1. The Granting Councils are the best mechanism to fund basic (curiosity-driven) research in Canada. While funding for the Councils’ targeted programs has increased significantly in recent years, the consensus among our community and our partners in every sector is that increased support for basic research is also essential to a healthy national innovation capacity. Recognizing this, Budget 2010 did increase the Councils’ funding for basic research — a small but much appreciated increase. Much more remains to be done, however, particularly given that the cuts to the Councils mandated in 2009 will reduce their budgets by $87M p.a. in 2011-12 and beyond. CCR therefore recommends:
That the federal government augment the basic (curiosity-driven) research portion of the Granting Councils’ budgets by 5%.
2. A key role of basic research is to educate, inspire, and unleash the creativity of the next generation of highly qualified people. Relative to our population, however, Canada produces 35% fewer graduates at the crucial doctoral level than the OECD average or the U.S.10 This has been recognized by the federal government with the creation of, for example, the Vanier Canada Graduate Scholarships. CCR therefore recommends:
That additional graduate level scholarship programs be developed and sustained over the long term to support emerging researchers, as current stimulus programs expire.

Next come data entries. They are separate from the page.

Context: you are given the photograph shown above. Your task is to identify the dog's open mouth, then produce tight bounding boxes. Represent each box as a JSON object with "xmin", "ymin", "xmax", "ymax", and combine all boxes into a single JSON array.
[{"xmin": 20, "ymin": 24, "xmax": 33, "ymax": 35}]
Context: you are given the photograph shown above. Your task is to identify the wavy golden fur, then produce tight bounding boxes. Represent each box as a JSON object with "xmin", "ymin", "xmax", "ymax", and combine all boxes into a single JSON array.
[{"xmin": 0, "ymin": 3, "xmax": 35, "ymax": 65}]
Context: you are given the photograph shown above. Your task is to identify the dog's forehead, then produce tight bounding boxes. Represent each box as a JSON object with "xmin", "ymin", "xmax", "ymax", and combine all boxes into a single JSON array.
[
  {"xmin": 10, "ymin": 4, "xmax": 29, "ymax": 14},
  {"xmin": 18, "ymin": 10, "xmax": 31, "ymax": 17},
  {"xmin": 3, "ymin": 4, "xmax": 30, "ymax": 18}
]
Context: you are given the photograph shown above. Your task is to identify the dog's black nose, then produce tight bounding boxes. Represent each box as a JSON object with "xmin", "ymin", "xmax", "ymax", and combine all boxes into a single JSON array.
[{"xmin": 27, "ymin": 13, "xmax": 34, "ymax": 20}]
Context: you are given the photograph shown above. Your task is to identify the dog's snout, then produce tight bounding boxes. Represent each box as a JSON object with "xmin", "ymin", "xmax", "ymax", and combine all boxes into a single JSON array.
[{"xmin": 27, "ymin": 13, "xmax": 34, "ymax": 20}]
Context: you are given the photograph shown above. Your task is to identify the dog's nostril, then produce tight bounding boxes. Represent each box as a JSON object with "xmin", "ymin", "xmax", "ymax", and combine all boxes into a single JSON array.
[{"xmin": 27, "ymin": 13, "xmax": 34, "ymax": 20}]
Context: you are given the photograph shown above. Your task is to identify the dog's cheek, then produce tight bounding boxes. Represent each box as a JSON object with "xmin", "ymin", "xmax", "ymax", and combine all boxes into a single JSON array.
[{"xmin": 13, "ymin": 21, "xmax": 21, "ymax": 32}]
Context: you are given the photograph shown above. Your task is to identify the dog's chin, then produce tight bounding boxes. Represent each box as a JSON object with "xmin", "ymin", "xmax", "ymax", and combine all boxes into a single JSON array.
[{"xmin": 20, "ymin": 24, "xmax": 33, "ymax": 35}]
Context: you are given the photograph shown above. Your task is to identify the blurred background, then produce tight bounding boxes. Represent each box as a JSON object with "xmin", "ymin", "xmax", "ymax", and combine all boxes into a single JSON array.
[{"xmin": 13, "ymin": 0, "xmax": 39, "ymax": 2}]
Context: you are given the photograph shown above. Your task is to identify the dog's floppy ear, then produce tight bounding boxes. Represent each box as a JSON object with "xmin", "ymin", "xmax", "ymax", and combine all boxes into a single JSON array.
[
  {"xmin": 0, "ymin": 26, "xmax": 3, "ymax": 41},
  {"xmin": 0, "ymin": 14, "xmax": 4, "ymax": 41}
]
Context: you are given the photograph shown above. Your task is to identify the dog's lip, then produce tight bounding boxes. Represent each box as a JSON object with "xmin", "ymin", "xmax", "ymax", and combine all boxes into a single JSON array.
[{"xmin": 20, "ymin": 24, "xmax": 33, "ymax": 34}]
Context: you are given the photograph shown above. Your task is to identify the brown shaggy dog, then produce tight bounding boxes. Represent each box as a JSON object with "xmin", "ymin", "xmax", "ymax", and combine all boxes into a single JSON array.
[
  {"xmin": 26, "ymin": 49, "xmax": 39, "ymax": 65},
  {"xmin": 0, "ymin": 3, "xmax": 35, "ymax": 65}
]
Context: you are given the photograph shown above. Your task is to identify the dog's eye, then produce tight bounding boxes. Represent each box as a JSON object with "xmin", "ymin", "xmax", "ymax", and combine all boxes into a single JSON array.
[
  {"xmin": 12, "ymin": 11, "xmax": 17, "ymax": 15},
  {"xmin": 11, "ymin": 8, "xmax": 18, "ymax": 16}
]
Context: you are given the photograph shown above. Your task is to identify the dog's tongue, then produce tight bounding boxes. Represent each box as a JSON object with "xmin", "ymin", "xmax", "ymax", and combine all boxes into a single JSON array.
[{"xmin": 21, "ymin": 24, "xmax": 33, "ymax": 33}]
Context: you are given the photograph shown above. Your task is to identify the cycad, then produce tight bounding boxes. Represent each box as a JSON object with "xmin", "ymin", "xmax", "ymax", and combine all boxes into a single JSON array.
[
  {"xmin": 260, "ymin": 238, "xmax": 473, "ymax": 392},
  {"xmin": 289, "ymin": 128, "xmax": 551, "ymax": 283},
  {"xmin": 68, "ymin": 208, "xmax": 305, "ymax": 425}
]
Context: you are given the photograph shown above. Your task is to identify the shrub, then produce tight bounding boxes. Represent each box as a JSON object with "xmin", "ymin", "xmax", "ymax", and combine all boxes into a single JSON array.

3. Adding at least 40% to the direct costs of conducting research in Canada, indirect costs29 are reimbursed by the federal Indirect Costs Program at only about 25%.30 The shortfall is borne by the research institutions, forcing them to forego other investments that would improve the quality of teaching and research. The U.S., U.K. and the EU recognize the impact of such a burden and reimburse 40-60% of the direct costs of research. Maintaining world-class research infrastructures and facilities in Canada requires increased support to cover these costs. However, CCR recognizes the current financial situation and therefore recommends:
That the funding for the indirect costs of university research rise over the course of the next 5 years to represent 40 percent of the direct costs funded by the granting councils.